Kurz gefasst kann man sagen, dass die allermeisten Kommunikationsprobleme und somit Störfaktoren eines friedlichen sozialen Miteinanders durch den Zusammenhang zwischen Introjektion und Projektion erklärt werden können beziehungsweise durch die Wahrnehmungsverzerrungen, die durch unsere persönliche Interpretation äußerer Ereignisse (Reize) stattfinden. Das gilt sowohl für den Konflikt zwischen zwei Nachbarn als auch für jenen zwischen zwei Staaten. Permanent geschieht es, dass man aufgrund seiner eigenen, subjektiven Ängste andere Menschen, Menschengruppen und Staaten als potenzielle Aggressoren wahrnimmt. Sie werden damit aufgrund der eigenen verzerrten Wahrnehmung zu einer Art Erweiterung unseres Selbst. Deswegen ist es außerordentlich wichtig, diese Prozesse zu reflektieren und sie letztlich aufzulösen.
Ich möchte an dieser Stelle die wesentlichen psychischen Funktionsweisen, die ich bisher beschrieben habe, noch einmal zusammenfassen.

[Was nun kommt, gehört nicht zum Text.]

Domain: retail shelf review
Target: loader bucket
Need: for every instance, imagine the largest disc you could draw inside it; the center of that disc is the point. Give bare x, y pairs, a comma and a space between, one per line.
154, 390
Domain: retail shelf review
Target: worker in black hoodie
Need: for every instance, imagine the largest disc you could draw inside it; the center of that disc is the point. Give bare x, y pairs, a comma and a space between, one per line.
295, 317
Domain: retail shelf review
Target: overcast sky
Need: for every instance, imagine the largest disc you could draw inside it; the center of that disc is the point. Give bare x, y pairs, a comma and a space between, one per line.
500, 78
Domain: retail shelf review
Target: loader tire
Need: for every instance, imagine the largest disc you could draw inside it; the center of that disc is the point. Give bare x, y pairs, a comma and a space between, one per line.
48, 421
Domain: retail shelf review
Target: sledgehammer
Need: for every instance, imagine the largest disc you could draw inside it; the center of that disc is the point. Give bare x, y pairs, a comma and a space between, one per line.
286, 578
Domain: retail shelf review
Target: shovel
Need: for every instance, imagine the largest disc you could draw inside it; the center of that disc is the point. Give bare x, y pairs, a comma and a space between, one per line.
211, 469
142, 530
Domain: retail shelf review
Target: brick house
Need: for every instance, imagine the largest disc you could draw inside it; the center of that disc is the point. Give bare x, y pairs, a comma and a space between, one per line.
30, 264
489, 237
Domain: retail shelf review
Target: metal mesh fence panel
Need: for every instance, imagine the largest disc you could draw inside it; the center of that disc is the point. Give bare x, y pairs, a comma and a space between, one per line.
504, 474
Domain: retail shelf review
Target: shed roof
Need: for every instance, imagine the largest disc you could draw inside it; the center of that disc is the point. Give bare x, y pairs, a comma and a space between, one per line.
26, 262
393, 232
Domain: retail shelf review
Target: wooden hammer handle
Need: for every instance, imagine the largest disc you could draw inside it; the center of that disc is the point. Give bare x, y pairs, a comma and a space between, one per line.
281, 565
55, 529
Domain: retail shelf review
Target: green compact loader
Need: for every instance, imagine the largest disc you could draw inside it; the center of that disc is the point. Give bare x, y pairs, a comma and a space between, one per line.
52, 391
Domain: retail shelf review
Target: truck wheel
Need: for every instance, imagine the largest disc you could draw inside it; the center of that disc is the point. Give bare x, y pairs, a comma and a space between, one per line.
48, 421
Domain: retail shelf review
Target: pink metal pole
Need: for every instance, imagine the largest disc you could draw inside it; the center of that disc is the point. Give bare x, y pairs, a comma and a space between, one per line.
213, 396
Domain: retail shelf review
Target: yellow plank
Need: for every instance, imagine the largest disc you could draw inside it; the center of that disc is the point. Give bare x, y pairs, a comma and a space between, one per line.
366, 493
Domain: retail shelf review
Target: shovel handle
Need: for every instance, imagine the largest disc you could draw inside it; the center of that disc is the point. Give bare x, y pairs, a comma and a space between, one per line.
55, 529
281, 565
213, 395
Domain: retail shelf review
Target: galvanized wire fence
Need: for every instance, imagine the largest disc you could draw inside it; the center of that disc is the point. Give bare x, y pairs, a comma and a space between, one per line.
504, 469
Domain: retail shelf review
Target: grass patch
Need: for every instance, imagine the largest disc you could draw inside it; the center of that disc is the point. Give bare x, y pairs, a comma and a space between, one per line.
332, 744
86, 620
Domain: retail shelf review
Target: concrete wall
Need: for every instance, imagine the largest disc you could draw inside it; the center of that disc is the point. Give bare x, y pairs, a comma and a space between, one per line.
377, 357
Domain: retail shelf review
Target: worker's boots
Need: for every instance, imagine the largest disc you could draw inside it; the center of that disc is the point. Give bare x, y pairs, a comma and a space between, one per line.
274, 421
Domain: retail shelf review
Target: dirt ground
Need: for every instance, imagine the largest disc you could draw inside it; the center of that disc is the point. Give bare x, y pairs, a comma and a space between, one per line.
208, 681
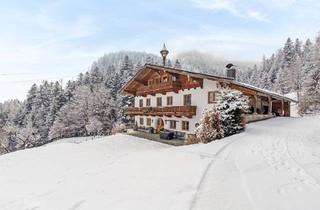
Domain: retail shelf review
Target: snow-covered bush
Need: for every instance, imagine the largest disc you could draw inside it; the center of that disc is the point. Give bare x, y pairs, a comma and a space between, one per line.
232, 104
210, 126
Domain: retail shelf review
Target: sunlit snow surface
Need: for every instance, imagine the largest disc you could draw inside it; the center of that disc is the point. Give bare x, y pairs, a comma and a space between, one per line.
275, 164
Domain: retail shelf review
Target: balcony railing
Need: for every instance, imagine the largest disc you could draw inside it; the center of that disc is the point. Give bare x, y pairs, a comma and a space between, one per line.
159, 88
178, 111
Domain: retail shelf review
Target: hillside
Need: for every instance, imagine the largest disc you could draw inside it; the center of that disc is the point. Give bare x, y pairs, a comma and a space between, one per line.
273, 165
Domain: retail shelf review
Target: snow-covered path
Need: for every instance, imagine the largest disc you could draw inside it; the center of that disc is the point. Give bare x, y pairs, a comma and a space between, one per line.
275, 164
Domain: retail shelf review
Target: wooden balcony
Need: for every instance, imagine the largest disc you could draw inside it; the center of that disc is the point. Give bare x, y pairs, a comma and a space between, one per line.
159, 88
177, 111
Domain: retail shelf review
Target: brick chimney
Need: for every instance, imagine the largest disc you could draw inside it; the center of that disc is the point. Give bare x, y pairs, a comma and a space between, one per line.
231, 71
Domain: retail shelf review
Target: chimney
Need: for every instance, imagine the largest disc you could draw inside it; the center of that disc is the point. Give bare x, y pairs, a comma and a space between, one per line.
231, 71
164, 52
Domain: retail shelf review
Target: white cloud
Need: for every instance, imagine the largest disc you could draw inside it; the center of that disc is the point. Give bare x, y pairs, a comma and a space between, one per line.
233, 6
217, 5
258, 16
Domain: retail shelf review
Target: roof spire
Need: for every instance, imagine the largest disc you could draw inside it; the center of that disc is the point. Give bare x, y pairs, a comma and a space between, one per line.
164, 52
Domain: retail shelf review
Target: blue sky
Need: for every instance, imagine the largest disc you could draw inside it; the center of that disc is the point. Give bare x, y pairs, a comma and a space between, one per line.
59, 39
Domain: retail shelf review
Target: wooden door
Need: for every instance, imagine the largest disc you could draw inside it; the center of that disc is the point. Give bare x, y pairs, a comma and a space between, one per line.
160, 125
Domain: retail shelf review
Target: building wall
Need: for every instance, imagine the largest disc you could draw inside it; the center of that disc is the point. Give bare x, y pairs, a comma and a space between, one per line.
199, 98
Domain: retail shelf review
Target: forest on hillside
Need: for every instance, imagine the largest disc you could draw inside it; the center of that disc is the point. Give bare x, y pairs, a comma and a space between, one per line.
92, 105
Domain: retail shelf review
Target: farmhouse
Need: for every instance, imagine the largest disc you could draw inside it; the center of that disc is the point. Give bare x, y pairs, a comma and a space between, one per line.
174, 99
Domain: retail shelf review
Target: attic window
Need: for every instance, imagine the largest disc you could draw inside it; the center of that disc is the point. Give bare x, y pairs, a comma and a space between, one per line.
165, 79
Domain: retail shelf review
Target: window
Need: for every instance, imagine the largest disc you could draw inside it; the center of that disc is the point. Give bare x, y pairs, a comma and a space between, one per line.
187, 100
211, 97
159, 101
173, 124
169, 100
185, 125
164, 79
148, 102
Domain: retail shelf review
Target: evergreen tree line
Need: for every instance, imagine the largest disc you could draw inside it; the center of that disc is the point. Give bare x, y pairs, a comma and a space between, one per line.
294, 68
92, 105
89, 105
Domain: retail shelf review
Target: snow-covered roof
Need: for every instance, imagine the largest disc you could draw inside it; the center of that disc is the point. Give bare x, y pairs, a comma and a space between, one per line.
261, 90
210, 77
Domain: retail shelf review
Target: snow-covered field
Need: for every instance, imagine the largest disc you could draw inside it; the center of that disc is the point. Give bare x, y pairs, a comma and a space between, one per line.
275, 164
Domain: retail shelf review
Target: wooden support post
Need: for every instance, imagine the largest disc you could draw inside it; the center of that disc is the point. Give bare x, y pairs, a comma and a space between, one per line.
255, 104
270, 105
282, 108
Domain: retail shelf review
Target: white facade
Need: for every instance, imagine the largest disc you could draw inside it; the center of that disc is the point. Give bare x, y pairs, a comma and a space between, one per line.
199, 98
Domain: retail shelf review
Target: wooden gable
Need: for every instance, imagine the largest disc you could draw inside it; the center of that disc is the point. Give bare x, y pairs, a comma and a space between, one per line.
151, 81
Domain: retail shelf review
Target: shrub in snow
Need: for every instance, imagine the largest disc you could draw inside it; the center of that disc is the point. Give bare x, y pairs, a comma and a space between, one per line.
210, 126
192, 139
232, 104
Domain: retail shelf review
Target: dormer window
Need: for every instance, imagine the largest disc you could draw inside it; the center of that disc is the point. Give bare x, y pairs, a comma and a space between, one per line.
165, 79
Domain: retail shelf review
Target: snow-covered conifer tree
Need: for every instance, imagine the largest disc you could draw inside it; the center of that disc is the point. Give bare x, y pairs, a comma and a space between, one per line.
209, 128
232, 104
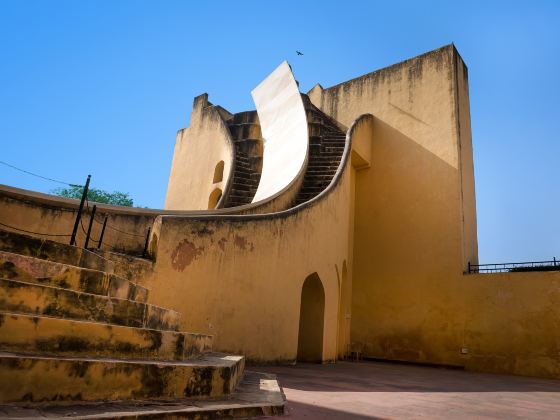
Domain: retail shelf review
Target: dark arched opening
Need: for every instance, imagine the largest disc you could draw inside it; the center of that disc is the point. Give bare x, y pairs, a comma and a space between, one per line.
218, 172
311, 320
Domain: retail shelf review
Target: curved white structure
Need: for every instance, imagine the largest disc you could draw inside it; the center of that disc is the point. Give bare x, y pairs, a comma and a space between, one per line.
284, 129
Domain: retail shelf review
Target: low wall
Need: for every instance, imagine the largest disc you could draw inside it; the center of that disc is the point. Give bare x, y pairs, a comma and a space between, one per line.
512, 323
53, 218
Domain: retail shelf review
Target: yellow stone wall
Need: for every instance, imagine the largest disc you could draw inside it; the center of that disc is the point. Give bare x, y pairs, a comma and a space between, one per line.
390, 243
198, 149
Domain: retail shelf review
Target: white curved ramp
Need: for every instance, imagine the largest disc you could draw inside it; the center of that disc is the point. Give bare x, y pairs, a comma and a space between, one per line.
284, 129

Die Evolution verfolgt den Zweck, dass wir unsere Gene verbreiten. Anders formuliert: Sie verfolgt den Zweck, dass wir leben. Diese rein evolutionsbiologische Sicht auf das menschliche Dasein ist allerdings zu kurz gegriffen für das, was wir unter dem »Sinn des Lebens« verstehen. Es gehört zur menschlichen Spezies dazu, dass der Mensch mehr möchte, als nur seine Gene weiterzugeben und mit anderen zu konkurrieren. Wir Menschen brauchen einen (subjektiven) Sinn. Wir brauchen Werte und eine Vorstellung davon, wozu wir unser Leben nutzen wollen. Sonst verlieren wir uns über kurz oder lang in Orientierungslosigkeit.